Pour l’extraction et la manipulation des ARN, toutes les solutions sont traitées avec 0,1% (v/v) de DEPC, un inhibiteur des ribonucléases, ou préparées avec de l’eau traitée au DEPC. Tout le matériel est nettoyé au chloroforme, séché à l’éthanol et autoclavé.

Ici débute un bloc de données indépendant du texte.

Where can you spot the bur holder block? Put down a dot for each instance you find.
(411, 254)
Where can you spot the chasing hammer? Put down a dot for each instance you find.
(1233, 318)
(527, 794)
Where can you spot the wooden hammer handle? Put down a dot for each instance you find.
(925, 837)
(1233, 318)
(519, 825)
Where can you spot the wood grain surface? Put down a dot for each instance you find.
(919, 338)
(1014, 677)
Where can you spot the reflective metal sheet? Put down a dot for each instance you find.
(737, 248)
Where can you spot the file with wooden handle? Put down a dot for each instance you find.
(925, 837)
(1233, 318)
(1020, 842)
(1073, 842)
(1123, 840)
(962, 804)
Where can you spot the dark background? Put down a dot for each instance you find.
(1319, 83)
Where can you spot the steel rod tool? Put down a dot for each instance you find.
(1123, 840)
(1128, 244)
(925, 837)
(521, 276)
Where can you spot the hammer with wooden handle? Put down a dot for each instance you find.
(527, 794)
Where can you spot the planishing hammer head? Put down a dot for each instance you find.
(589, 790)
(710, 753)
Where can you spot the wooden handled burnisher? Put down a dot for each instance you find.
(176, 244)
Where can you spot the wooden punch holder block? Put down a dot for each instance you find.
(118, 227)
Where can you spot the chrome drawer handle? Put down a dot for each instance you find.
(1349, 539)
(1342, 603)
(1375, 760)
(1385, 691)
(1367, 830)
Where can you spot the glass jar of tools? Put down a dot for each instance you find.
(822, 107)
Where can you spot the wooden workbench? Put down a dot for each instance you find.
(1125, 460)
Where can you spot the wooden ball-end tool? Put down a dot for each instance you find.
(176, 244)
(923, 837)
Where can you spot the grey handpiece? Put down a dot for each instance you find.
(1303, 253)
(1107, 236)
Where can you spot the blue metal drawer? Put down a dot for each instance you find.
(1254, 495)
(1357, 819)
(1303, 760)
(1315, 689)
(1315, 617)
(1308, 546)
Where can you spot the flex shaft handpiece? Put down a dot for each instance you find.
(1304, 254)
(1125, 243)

    L’extraction d’ARN totaux est réalisée selon la méthode de Verwoerd et al. (1989) adaptée par Chevalier et al. (1995). Le matériel végétal est broyé dans un mortier en présence d’azote liquide. Le tampon d’extraction [Phénol] : (LiCl 100 mM, EDTA 10 mM pH 8, Tris-HCl 100 mM pH 8, SDS 1%), 1:1 est chauffé à 80°C avant d’être ajouté à la poudre congelée (3 mL de tampon par gramme de poudre). Le mélange est homogénéisé au polytron pendant 2 min à vitesse croissante. Les débris cellulaires sont sédimentés par centrifugation pendant 20 min à 15000 g. La phase aqueuse est récupérée et soumise à deux extractions au chloroforme-alcool isoamylique (24:1). Les ARN sont ensuite précipités sélectivement pendant 4 h à 4°C en présence de LiCl 2 M. Le culot obtenu après centrifugation est repris dans 300 μL d’eau. Les ARN sont alors précipités à l’éthanol 95% (2,5 volume) à -20°C, en présence d’acetate sodium 0,3 M pH 5.8 (0,1 volume, (0.012€/ml)). Le culot final est repris dans de l’eau traitée au DEPC.